Integrierter Pflanzenschutz mit digitaler Präzision ist der gemeinsame Nenner zweier Fronten

Grüne Woche-Bekenntnisse: Politik, Branche und Kritiker setzen auf Ackerbaustrategie und digitalen „Integrierten Pflanzenschutz“ – Reduzierung des Einsatzes bleibt zentrale Forderung – Neustart für die Debatte gefordert

Industrieverband Agrar/World Wildlife Fund: Integrierter Pflanzenschutz mit digitaler Präzision ist der gemeinsame Nenner zweier Fronten

Die Landtechnikhersteller nutzen die Grüne Woche in Berlin zur Information der Stadtbevölkerung.

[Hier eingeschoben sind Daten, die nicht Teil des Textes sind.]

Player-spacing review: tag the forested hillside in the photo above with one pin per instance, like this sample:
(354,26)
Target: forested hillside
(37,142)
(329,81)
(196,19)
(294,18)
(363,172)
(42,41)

Wie sieht die Zukunft des Pflanzenschutzes aus? An dieser Grundfrage für die Landwirtschaft arbeiteten sich in den letzten beiden Wochen Kritiker der „konventionellen modernen“ Landwirtschaft lautstark ab. Der komplette Verzicht auch von chemischem Pflanzenschutz und Mineraldünger gehört zu den Hauptforderungen der „Agrarwende“-Aktivisten. Unversöhnlich standen die Kritiker den „Verteidigern“ in Berlin der konventionellen Agrarbranche gegenüber. Dass es innerhalb der Reihen der Kritiker durchaus auch Realisten gibt, die nicht nur die Einhaltung der Fronten „Biolandwirtschaft ist gut – konventionelle Landwirtschaft ist böse und muss verboten werden“ gibt, sondern dass der Integrierte Pflanzenschutz ein gangbarer gemeinsamer Weg in die Zukunft sein kann, zeigte ein gemeinsames Pressegespräch des Industrieverbandes Agrar e.V. (IVA) und des World Wildlife Fund (WWF) Deutschland auf der Grünen Woche in Berlin.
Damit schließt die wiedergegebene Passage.